Ok, so everybody knows one of my first questions was when to get another boo. ( I dont like using the word dog lol) I was told to wait and I havvve, I promise guys, but I can't take it anymore . I filled out an application for Lil Paws Rescue in Austin, Texas. They have a girl named Cherie who is around 2 and Tatiana a senior around ten. I am hoping that one of them will be a match with my Lovkins. It is a pretty extensive application with a house visit and interviews. You get a trial week to make sure everything goes well which makes me feel better because I want to make sure she is happy. So please wish me LUCK!


----------



## Piccolina (Dec 25, 2009)

Glad you have patience, because I lost patience with the rescue groups.

Filled up extensive application forms, sent picture of my house, of the yard, of the bedroom where the dogs will sleep etc...and barely heard from them.

Congratulations and good luck :aktion033:


----------



## Snowbody (Jan 3, 2009)

Christina - that's wonderful. I went through a very extensive application and interview too when I applied to a rescue including home visit. Only problem was that they had no Maltese. You'll ace the visit and all. Have you checked out the rescue to see that they're legit? Be sure to do that. I have my fingers crossed.


----------



## zooeysmom (Aug 1, 2011)

Oh, how wonderful, Christina!
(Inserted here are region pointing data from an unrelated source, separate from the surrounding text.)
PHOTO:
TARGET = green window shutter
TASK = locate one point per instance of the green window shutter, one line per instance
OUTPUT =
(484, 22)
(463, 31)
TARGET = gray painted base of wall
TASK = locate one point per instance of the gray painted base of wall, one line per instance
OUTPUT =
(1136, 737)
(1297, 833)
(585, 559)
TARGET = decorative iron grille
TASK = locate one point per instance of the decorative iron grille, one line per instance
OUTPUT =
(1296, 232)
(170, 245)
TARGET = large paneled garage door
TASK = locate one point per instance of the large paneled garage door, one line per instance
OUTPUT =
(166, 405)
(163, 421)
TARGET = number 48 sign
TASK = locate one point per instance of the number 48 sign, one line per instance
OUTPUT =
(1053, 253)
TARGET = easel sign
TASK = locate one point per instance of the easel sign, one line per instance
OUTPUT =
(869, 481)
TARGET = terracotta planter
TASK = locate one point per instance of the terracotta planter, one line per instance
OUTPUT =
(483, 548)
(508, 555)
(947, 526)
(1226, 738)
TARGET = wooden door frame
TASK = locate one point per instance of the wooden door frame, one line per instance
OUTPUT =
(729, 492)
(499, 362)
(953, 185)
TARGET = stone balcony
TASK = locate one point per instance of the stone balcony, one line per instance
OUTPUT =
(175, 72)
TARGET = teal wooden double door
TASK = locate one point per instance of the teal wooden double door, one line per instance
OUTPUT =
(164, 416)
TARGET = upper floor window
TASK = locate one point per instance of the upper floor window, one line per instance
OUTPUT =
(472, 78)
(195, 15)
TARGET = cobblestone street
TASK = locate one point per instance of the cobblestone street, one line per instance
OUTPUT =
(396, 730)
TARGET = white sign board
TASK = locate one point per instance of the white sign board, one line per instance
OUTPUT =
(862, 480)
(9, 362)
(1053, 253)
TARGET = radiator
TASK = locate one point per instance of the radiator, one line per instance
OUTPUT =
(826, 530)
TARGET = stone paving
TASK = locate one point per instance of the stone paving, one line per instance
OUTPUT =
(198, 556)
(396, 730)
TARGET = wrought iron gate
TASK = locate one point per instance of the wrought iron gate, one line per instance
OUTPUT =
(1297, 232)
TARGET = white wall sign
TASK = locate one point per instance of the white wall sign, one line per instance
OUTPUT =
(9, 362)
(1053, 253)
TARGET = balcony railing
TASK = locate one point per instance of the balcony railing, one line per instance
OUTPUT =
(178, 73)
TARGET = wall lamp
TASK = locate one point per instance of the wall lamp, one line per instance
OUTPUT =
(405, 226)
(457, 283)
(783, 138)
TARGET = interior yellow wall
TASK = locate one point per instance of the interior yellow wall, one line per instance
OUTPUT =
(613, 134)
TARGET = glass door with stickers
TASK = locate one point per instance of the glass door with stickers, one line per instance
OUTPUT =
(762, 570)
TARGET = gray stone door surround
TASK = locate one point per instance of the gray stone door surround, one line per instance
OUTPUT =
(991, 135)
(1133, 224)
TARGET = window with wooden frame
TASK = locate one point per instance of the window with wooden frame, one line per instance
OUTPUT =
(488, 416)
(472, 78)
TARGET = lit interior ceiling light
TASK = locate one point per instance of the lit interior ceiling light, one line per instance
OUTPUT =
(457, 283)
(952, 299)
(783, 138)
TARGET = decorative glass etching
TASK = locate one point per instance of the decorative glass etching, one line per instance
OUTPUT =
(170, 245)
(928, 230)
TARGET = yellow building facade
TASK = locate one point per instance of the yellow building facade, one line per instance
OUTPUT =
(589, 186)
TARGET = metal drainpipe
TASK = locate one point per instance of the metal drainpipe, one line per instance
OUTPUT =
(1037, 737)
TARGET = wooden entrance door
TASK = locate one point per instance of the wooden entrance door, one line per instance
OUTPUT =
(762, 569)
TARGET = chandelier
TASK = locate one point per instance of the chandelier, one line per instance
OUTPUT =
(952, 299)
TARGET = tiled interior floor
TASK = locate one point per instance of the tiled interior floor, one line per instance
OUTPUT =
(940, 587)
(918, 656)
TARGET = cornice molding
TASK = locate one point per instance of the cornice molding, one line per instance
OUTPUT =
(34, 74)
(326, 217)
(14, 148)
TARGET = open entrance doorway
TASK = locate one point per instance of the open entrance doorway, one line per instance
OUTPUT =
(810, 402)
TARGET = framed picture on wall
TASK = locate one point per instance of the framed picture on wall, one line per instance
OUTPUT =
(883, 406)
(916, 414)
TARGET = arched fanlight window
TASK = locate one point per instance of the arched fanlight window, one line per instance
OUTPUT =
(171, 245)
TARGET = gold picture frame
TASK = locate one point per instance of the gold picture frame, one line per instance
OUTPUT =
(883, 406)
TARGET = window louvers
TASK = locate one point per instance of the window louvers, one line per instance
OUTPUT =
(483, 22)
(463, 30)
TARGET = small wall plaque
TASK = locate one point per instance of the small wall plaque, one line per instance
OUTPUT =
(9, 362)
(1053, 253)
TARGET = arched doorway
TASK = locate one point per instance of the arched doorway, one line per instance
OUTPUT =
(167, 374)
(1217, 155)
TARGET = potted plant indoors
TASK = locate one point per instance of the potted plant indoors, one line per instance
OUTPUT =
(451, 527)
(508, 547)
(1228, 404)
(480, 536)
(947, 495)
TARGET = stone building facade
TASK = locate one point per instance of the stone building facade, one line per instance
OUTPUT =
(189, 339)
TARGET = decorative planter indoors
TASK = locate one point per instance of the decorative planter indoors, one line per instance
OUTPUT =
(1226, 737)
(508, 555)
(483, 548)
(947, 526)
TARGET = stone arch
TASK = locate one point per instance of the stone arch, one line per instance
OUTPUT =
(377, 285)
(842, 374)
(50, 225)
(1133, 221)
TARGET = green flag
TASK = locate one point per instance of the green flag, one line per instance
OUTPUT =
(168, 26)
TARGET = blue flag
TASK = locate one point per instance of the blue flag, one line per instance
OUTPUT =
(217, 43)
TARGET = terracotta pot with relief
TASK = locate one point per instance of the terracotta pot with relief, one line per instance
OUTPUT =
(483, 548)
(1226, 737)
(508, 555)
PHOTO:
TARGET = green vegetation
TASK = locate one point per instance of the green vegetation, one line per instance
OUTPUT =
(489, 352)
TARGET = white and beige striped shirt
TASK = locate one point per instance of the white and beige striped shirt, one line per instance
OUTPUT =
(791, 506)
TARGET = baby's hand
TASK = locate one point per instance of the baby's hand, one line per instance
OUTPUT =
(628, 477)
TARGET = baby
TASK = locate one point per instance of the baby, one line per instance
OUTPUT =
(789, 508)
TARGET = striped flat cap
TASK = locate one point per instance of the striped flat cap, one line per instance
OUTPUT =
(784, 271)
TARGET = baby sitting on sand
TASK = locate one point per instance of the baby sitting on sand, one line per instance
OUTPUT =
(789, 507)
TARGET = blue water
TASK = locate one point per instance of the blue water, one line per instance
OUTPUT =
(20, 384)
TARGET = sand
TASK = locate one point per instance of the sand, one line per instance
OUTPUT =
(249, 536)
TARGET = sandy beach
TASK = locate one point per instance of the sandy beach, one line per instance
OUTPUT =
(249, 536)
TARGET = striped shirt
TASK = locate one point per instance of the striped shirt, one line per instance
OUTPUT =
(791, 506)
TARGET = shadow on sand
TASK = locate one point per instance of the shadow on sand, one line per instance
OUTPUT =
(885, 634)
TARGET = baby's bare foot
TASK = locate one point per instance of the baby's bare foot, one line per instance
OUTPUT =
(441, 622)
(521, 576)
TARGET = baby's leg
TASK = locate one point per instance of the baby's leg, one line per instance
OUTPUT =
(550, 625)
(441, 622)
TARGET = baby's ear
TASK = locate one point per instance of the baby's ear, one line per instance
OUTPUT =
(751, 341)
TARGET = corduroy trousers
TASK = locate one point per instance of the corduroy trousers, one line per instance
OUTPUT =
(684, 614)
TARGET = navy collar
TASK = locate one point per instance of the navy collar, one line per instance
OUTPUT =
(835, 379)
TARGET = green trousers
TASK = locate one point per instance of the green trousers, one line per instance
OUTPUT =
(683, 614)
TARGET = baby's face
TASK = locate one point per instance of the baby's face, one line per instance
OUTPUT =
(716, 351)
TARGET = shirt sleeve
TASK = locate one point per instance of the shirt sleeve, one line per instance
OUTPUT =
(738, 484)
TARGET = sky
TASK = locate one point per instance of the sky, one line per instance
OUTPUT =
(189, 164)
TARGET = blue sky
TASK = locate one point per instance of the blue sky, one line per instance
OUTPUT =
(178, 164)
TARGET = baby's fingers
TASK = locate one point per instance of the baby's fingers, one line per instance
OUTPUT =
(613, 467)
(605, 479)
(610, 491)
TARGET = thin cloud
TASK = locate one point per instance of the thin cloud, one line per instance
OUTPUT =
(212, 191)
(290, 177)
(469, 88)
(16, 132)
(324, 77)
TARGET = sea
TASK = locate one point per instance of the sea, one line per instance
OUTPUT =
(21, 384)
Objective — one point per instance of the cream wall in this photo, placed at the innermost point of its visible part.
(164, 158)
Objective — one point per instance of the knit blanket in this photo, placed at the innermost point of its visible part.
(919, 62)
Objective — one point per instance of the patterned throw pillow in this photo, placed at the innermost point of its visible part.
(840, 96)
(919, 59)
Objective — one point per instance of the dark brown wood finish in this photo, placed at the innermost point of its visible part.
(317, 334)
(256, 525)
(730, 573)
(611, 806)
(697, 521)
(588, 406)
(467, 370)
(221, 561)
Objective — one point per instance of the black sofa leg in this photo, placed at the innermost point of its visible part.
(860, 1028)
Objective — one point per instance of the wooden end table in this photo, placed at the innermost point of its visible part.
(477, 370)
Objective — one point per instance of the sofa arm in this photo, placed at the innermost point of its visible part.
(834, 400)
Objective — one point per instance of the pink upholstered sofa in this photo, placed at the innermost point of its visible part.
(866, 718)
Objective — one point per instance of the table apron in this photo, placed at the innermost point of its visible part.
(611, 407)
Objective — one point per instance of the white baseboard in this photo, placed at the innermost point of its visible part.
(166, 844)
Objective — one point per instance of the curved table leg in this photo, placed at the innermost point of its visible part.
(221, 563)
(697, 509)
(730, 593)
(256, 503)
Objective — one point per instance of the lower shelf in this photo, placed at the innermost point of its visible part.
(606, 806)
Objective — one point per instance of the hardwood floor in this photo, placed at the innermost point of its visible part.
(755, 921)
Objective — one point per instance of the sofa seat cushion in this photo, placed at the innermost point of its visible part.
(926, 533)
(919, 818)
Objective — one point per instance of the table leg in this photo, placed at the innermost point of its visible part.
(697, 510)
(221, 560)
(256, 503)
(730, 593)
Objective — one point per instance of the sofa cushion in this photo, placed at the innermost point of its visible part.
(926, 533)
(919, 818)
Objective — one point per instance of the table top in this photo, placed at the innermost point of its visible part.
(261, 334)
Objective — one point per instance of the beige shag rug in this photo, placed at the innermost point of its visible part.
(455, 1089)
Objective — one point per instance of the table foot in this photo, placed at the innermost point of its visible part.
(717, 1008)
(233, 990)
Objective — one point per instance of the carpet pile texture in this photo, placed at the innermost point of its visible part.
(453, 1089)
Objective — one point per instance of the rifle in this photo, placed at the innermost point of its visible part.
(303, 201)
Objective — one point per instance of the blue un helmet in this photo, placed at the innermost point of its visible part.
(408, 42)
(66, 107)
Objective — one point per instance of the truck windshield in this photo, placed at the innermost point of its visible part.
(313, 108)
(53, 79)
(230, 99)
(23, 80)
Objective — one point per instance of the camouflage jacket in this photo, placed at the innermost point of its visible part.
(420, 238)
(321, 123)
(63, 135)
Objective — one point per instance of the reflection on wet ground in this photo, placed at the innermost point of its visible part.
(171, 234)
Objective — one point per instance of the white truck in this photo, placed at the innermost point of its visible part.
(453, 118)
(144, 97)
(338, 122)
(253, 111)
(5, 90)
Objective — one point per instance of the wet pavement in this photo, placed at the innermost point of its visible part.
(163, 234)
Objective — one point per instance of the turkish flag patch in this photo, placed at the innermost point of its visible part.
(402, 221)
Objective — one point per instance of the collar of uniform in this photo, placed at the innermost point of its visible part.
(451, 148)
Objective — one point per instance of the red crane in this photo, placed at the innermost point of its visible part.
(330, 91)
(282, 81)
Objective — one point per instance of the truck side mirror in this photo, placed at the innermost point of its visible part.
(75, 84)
I really hope it works out with one of the "boos"


----------



## StevieB (Feb 2, 2012)

Oh yeah yeah yeah! I'm going to send you a PM about a couple other dogs in Austin I know about.


----------



## Sylie (Apr 4, 2011)

I hope that it works out in the best way for you and Mr.Lovkins....which may not be what you were hoping for. Adopting is not as easy as we think it should be, in fact it is really hard, I don't quite understand why the rescue groups are so hard on placing, they may have good reason, but i am not willing to go that route...sorry friends, but you just make it too hard.


----------



## Furbabies mom (Jul 25, 2011)

Good luck Christine!!! I hope it works out for you !


----------



## TLR (Nov 13, 2011)

Good luck with your adoption...hope all goes well for you.


----------



## LuvMyBoys (Jan 2, 2012)

Good Luck getting your next Boo! I love my little rescued Boo to pieces! Keep us updated on the progress.


----------



## MoonDog (Jun 6, 2011)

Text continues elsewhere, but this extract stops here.